Vor einiger Zeit berichtete ich in
diesem Artikel über die geplante Einführung von Schulkleidung an der Schule, die zwei meiner Kinder besuchen. Das war mir trotz anfänglicher Vorbehalte persönlich herzlich egal, weil man in Nordrhein-Westfalen die Schüler nicht in die Schulkleidung zwingen kann. Das Schulgesetz bietet zwar den Schulen die Möglichkeit, Schulkleidung einzuführen, verbietet aber gleichzeitig, das Tragen derselben zur Pflicht zu erklären. Klingt blöd, scheint inkonsequent, ist aber so. Meine Kinder sind im Geiste der freiheitlich-demokratischen Grundordnung erzogen, und mögen nicht verkleidet zur Schule laufen. Wenn andere Eltern und deren Kinder diesen Firlefanz mitmachen wollen, dürfen sie das von mir aus tun. Bin ja tolerant. So weit, so gut.
Inzwischen hat man an besagter Schule ein paar Monate lang Erfahrungen mit der Angelegenheit gesammelt, und diese kürzlich auf einer Klassenpflegschaftssitzung (früher sagte man "Elternabend") der versammelten Elternschaft vorgestellt.
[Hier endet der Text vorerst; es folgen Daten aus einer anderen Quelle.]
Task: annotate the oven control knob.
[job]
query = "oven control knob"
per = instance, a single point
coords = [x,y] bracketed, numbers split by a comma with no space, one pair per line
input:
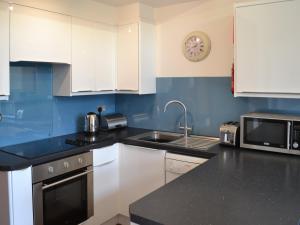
[50,169]
[295,145]
[66,165]
[80,161]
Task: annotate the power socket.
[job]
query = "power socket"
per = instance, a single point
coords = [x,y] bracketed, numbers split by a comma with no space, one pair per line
[103,107]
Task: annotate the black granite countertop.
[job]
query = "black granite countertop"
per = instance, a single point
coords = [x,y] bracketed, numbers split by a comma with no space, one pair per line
[16,157]
[236,187]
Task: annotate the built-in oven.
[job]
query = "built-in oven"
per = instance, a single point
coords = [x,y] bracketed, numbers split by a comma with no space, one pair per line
[63,191]
[271,132]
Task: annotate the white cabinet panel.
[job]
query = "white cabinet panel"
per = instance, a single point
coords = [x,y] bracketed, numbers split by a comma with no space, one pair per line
[267,46]
[39,36]
[128,57]
[136,58]
[141,172]
[4,53]
[21,209]
[105,55]
[93,61]
[83,56]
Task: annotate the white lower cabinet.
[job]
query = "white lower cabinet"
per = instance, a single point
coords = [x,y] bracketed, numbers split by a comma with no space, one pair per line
[16,197]
[141,172]
[122,175]
[106,184]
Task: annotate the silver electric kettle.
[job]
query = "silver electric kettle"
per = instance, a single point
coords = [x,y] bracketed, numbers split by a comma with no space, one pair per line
[91,124]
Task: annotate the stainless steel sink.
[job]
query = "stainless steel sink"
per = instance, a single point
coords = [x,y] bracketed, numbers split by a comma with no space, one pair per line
[158,137]
[175,139]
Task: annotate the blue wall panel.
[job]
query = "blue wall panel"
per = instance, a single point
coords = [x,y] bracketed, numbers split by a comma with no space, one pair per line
[209,102]
[32,112]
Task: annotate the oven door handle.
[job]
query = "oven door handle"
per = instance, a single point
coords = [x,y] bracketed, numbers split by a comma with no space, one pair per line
[46,186]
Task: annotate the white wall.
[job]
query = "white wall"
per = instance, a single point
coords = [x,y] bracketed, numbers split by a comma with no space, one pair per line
[215,17]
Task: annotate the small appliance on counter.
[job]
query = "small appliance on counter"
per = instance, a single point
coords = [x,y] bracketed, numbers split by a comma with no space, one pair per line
[113,121]
[271,132]
[91,123]
[230,134]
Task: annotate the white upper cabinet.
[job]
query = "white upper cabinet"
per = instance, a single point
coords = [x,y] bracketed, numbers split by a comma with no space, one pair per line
[4,53]
[128,58]
[105,46]
[83,55]
[267,49]
[39,36]
[136,58]
[93,61]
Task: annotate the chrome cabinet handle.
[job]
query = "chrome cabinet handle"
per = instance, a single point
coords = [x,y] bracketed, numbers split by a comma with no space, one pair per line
[289,135]
[65,180]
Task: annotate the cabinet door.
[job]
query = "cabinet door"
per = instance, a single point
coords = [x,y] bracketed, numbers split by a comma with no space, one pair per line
[141,172]
[83,56]
[105,56]
[105,184]
[267,48]
[128,57]
[4,46]
[39,36]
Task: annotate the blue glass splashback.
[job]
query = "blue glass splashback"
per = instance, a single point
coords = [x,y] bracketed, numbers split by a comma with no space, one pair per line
[32,112]
[209,102]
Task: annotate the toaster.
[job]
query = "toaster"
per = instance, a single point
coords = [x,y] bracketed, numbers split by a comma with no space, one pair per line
[230,134]
[113,121]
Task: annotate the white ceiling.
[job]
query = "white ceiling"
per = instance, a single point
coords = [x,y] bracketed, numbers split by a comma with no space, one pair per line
[153,3]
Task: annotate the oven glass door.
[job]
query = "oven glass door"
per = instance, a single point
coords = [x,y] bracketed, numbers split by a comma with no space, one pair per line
[266,132]
[66,203]
[65,199]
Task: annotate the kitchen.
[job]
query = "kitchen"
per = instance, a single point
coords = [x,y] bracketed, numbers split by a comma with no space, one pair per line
[62,59]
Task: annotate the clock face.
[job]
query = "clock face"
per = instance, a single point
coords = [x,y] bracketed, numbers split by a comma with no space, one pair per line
[196,46]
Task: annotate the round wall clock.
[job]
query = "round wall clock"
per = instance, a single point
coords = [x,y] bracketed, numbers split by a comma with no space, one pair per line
[196,46]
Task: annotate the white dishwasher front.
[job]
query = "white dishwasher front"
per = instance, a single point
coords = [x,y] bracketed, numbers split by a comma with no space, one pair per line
[177,165]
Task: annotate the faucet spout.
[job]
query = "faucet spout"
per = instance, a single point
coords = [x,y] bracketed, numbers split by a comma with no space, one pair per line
[185,113]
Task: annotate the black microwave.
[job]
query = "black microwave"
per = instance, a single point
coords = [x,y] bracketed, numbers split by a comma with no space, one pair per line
[270,132]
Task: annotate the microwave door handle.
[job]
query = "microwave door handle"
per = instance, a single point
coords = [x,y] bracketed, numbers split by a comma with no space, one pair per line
[65,180]
[288,135]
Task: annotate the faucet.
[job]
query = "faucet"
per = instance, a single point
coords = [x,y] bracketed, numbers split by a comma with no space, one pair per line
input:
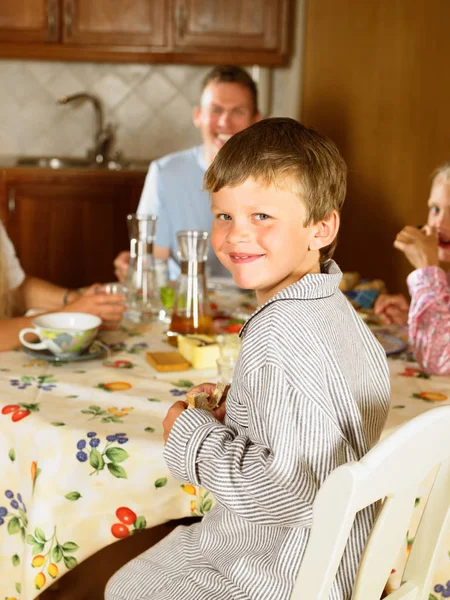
[103,135]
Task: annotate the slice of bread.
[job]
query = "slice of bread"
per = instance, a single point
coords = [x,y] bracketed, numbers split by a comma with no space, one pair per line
[200,400]
[205,401]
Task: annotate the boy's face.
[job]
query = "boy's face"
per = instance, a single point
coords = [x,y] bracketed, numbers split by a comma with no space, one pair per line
[259,236]
[225,109]
[439,216]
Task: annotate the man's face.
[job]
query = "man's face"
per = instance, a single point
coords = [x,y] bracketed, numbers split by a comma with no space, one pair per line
[225,108]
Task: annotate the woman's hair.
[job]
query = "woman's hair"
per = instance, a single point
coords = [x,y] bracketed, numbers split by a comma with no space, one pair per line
[290,156]
[5,296]
[442,171]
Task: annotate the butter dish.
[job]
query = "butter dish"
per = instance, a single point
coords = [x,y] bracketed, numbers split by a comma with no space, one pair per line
[202,351]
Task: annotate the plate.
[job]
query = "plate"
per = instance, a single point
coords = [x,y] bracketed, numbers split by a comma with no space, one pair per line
[94,351]
[390,343]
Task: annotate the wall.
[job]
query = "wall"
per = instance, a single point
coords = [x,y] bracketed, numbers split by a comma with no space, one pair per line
[376,81]
[151,105]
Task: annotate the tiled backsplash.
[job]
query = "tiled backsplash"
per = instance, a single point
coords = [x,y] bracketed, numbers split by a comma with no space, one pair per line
[150,106]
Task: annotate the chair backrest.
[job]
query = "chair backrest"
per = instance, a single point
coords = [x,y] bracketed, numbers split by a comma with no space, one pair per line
[392,471]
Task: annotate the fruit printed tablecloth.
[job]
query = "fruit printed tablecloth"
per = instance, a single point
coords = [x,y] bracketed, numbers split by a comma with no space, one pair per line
[81,455]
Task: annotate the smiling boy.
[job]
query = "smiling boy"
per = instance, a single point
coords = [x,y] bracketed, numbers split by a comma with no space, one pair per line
[310,389]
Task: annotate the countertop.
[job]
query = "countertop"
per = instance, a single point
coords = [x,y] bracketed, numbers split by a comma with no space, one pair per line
[126,165]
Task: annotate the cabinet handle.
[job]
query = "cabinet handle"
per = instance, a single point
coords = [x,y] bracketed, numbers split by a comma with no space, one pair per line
[181,21]
[11,201]
[51,20]
[68,18]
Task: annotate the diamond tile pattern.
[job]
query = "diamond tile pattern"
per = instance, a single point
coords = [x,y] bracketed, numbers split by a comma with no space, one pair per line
[149,105]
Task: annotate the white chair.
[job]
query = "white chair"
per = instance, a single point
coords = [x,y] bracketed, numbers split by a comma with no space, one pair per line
[393,471]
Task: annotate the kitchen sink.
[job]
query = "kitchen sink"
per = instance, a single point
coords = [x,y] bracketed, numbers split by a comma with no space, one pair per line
[58,162]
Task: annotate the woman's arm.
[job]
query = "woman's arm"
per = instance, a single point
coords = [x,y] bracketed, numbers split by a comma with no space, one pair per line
[429,319]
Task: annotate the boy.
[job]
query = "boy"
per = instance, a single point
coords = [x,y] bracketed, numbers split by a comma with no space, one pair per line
[310,390]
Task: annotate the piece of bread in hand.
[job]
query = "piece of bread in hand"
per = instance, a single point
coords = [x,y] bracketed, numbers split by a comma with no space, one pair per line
[199,400]
[205,401]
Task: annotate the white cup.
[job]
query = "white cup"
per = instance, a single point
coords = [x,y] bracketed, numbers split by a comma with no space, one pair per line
[64,334]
Der Verkauf im schuleigenen Schulkleidungsshop (jeweils Freitags zwischen 9.00 und 12.00 Uhr und an besonderen Tagen geöffnet) sei gut angelaufen. Jedoch ließe sich speziell in den höheren Klassen nach anfänglicher Begeisterung eine gewisse Schulkleidungsmüdigkeit feststellen. Selbst Kinder, die von ihren Eltern mit der doch recht adretten Webware ausgestattet worden wären, kämen immer öfter in ordinärer Straßenbekleidung in den Unterricht. In manchen Klassen wären die Lehrer die einzigen, die mit gutem Beispiel vorangehen würden. Deshalb wurde beschlossen, den Montag zum Schulkleidungstag zu zu erklären. Selbstverständlich kann aber auch an anderen Tagen Schulkleidung getragen werden, und selbstverständlich wäre das Tragen von Schulkleidung nach wie vor auch Montags keine Pflicht, weil das Schulgesetzt ja leider keine Verpflichtungsmöglichkeiten hergäbe. Also alles wie gehabt? Mitnichten! Den es werde darüber nachgedacht, eifrigen Schulkleidungsträgern einen Teil der Hausaufgaben zu erlassen.
Überflüssig zu erwähnen, dass ich mal wieder der einzige war, der angesichts dieser Aussichten NICHT begeistert war. Ein Vater berichtete von seiner Tochter, die zu Besuch in England war, und sich angeblich wohlwollend über die britischen Gepflogenheiten im Hinblick auf Schulbekleidung geäußert hätte: "Die waren richtig stolz auf ihre Uniformen."
Mein Hinweis, dass man den Briten ja nicht alle blöden Ideen nachmachen müsse - wir hätten ja auch schließlich nicht mitgeholfen, den Irak zu überfallen - wurde augenrollend ignoriert.
Dreimal dürfen sie raten, wer im Büro des Schulleiters aufläuft, wenn an dieser Schule tatsächlich Hausausfgaben zu Marketingzwecken mißbraucht werden.